Aujourd’hui, les « pré carrés français » sont convoités, autorisés par le droit international à être envahis par d’autres prédateurs. Et ils le sont. La mondialisation est passée par là. Elle a instruit, avec les programmes d’ajustement structurel, la dérèglementation du fonctionnement de nos économies et leur régulation par les forces du marché qui circulent librement dans le monde pour les besoins d’insertion de nos pays dans le système capitaliste international à la recherche effrénée de surprofits à la vitesse maximale. La voie fut ainsi tracée depuis la création des organisations de Bretton Woods qui pillent depuis 1945 les économies des pays pour les soumettre à la rapacité du capital financier et des multinationales dans l’esprit de l’idéologie néolibérale. Alors malgré le scandaleux franc CFA, et les accords de défense, de coopération aux clauses souvent inconnues, l’Afrique s’est ouverte au monde. Son sous-sol, ses marchés, ses terres, ses fleuves, ses forêts sont effectivement convoités, investis, dévastés dans une concurrence et une exploitation féroces. Les puissances occidentales qui se sont partagé notre continent en 1885-86 à Berlin, autrement dit, les vieux pays industriels en état d’essoufflement, sont dans la nécessité de préserver leurs « pré carrés », sources de leurs richesses aujourd’hui menacées par les BRICS, nouveaux ateliers du monde aux économies plus compétitives. Alors, elles nous agressent comme au 19e siècle, pour mieux nous asservir et sauver leurs économies en compétition féroce entre elles, mais aussi et surtout fortement concurrencées.

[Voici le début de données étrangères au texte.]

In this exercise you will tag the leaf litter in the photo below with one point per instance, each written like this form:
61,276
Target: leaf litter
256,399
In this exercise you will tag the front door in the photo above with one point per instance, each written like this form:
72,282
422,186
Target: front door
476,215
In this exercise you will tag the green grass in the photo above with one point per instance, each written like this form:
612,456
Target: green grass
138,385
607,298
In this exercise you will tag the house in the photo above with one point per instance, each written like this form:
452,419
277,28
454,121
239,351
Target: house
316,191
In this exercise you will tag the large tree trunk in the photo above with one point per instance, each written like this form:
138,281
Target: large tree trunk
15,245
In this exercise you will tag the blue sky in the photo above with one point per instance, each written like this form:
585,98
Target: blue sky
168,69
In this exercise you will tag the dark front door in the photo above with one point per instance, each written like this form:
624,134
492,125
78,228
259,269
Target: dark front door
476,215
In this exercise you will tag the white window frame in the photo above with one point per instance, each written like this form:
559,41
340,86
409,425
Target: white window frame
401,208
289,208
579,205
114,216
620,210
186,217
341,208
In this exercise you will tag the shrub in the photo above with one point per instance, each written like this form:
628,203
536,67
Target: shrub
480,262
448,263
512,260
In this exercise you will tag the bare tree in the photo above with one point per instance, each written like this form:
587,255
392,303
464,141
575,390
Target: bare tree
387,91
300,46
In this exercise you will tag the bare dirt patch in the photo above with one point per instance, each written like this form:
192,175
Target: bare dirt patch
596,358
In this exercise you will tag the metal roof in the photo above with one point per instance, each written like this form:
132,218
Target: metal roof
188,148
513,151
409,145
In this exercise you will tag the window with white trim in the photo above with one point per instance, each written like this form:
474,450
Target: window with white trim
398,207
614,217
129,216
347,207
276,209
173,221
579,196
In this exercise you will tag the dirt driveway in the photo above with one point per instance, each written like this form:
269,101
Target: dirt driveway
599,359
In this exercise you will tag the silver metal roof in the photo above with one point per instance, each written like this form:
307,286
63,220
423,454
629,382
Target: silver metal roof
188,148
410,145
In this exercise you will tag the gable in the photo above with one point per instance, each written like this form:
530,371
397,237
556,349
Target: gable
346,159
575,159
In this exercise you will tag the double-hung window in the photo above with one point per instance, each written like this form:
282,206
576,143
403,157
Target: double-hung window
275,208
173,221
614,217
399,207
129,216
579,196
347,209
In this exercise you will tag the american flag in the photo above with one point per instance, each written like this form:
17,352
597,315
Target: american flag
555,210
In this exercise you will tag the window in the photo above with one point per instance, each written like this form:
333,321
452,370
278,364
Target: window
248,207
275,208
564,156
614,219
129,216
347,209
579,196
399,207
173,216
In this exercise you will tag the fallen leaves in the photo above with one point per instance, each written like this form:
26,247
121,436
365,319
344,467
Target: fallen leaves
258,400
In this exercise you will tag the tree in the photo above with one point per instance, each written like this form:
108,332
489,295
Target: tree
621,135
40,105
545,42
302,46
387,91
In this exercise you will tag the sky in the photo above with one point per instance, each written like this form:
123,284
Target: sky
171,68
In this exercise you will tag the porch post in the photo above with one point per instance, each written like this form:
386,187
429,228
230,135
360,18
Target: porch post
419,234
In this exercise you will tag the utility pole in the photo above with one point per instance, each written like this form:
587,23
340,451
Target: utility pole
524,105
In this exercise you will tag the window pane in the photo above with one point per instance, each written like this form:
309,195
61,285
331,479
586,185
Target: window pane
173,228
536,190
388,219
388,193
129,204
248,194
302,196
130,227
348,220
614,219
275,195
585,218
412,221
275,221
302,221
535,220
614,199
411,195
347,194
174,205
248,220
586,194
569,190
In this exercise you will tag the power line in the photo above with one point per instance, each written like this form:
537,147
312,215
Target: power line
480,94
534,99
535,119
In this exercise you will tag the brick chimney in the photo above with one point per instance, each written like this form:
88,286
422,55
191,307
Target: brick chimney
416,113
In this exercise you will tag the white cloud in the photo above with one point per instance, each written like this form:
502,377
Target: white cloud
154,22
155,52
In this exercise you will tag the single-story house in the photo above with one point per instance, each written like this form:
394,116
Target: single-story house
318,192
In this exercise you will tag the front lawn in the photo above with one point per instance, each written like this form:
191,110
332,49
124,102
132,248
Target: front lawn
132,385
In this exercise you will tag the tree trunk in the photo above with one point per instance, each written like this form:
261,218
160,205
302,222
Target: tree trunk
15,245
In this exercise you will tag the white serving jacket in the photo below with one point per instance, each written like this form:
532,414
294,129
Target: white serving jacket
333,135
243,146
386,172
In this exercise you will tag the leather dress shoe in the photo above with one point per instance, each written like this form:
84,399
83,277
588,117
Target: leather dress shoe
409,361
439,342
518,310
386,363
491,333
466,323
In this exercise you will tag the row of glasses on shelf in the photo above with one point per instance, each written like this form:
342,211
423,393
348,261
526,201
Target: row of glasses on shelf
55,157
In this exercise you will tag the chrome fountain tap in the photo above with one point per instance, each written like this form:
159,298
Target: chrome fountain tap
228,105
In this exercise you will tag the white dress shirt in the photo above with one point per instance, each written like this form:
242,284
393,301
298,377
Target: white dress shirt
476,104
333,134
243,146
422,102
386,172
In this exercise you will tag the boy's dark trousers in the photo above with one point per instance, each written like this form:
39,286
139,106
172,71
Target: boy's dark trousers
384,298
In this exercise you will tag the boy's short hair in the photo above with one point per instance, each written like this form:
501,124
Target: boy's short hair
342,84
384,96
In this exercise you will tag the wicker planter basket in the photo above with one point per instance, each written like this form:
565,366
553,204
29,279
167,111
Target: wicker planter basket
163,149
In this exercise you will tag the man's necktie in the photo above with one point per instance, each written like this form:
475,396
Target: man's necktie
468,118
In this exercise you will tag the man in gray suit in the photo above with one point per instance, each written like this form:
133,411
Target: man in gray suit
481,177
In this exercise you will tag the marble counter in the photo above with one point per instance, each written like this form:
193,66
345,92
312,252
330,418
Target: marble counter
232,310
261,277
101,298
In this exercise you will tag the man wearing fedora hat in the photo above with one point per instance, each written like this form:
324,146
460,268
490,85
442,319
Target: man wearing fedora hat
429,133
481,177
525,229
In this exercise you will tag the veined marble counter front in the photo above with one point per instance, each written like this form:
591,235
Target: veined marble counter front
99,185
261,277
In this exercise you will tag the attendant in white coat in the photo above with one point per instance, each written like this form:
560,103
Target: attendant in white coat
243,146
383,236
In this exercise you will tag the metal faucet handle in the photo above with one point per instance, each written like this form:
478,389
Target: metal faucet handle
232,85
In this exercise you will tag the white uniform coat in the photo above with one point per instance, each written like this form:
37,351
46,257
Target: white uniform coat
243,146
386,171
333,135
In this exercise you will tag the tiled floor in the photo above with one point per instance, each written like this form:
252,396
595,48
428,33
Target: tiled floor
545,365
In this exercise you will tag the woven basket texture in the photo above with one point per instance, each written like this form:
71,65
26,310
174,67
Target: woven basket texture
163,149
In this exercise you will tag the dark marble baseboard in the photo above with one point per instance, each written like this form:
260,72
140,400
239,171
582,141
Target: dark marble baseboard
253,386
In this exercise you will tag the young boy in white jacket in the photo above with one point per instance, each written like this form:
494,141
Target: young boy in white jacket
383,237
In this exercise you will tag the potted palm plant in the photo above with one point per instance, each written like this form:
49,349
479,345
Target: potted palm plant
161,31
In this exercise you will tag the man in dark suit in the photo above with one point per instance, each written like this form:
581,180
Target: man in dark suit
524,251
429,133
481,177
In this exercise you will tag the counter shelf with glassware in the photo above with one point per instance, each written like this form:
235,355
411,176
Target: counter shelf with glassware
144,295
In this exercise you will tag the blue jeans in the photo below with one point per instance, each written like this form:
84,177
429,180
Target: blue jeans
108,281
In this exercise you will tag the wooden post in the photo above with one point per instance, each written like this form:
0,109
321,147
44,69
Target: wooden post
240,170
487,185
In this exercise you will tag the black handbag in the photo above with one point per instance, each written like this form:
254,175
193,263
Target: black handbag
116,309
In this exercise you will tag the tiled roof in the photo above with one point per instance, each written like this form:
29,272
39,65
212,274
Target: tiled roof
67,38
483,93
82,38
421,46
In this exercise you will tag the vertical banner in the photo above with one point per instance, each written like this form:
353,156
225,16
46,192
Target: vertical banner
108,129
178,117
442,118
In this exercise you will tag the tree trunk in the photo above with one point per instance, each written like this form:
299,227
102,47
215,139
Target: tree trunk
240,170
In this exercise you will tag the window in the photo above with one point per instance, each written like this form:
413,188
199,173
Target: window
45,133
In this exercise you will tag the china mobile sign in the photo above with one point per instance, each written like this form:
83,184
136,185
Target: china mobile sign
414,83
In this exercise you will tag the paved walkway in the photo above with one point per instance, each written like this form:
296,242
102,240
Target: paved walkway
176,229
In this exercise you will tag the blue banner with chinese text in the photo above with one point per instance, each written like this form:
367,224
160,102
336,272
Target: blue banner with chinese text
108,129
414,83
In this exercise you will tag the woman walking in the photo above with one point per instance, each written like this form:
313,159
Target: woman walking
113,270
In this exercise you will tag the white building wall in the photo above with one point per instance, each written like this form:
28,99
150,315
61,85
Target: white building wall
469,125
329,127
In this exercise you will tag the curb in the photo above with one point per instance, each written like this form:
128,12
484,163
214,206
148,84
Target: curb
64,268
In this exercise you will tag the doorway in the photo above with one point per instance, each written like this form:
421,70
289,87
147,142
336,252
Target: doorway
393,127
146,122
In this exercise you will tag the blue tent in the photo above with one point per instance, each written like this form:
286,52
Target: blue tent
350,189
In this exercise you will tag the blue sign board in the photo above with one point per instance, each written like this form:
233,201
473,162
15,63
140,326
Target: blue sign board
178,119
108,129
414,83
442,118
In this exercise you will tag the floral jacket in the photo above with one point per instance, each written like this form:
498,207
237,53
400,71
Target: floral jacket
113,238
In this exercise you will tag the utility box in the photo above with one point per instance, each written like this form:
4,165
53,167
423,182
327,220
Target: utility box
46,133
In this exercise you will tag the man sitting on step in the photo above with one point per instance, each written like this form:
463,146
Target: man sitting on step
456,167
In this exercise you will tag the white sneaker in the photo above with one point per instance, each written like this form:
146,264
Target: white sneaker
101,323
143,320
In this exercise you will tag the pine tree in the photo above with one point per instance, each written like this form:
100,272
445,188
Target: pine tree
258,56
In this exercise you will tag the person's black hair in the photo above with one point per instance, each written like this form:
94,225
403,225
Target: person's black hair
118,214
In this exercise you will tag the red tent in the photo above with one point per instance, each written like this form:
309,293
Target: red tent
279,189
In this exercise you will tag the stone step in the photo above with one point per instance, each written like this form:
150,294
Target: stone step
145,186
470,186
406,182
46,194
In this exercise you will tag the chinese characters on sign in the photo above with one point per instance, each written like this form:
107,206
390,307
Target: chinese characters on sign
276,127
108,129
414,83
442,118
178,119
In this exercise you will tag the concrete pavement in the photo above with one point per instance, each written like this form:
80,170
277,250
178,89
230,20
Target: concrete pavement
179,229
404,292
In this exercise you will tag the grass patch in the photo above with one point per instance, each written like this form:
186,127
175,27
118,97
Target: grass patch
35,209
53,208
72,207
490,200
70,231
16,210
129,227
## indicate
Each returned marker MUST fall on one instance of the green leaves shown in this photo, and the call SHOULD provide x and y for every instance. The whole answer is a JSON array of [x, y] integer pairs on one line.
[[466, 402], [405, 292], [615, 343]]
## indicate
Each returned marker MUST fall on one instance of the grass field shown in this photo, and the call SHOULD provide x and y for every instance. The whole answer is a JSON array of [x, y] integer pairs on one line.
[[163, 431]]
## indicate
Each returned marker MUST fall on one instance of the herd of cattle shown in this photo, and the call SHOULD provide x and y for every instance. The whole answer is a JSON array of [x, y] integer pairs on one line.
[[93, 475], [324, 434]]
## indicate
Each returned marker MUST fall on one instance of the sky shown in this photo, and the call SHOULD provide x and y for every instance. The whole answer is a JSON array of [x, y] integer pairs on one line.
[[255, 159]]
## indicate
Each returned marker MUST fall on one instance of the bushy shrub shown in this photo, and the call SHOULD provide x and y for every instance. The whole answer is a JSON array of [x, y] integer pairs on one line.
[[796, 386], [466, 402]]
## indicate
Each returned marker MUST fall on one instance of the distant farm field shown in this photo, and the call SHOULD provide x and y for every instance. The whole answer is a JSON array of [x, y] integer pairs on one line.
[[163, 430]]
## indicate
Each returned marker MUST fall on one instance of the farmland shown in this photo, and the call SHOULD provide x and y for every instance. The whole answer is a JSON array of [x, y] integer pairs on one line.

Au 19e siècle, le développement du capitalisme avait eu ses exigences : trouver après la traite négrière, des marchés et des matières premières. La « mission civilisatrice » de l’Europe et de l’Église, argument fallacieux pour tromper leur opinion publique, a conduit dans le feu et le sang, la politique de colonisation de nos terres. Au 2le siècle, le déclin des anciens empires coloniaux a aussi eu ses exigences : maintenir toujours l’Afrique comme « propriétés de fait » et dessiner une nouvelle géopolitique. La nouvelle mission, cette fois-ci dite « humanitaire » est en train d’être conduite, comme la première, dans le feu et le sang. La politique de recolonisation passe par la stratégie du chaos mise en place depuis la fin du 20e siècle. La France semble être dans l’urgence de la conduire ainsi. Elle ne peut pas faire autrement avec son stock de dette publique de 2700 milliards d’euros. Les banques et les multinationales lui imposent leur politique de surprofit qui étouffe l’État et appauvrit le peuple français. Emmanuel Macron est leur « machin », imposé pour prendre en charge la politique de ces multinationales, établissements bancaires et financiers, au mieux de leurs intérêts, en lieu et place de François Hollande et Manuel Valls qui furent dégagés pour incapacité notoire. Ainsi, pour expliquer la crise qui frappe le Burkina Faso, le Mali, le Niger et qui a frappé hier la Cote d’Ivoire, les enjeux économiques et géostratégiques de la France sont déterminants.

Et le Mali dans tout ça!

En plus des certitudes déjà établies sur l’existence et l’immensité des richesses du Mali dont certaines sont connues depuis la période coloniale, les nouvelles technologies révèlent que 80% du territoire malien regorge de potentialités énormes : eau, soleil, sable, pétrole, gaz, uranium, or, diamant, coltan, cobalt, lithium, fer, bauxite, manganèse, phosphates, ainsi que 43 millions d’hectares de terres arables. Ne céder ni les terres, ni les marchés, ni les produits du sous-sol, ni l’immense étendue d’eau douce sous le Sahara et encore moins la base géostratégique de Tessalit qui permet de contrôler les routes maritimes des mers et océans autour de l’Afrique, ni d’autres régions riches de ce continent comme l’Afrique centrale, voilà les objectifs de la France néocoloniale de Macron et du capital financier international en perte de vitesse. La France en crise économique et financière voyant sa « chasse gardée » tant convoitée, commence à prendre langue avec une minorité de touareg à la suite de l’assassinat programmé de Mouammar Kadhafi. Elle les engage dans une nouvelle rébellion après celles de 1963 et 1990.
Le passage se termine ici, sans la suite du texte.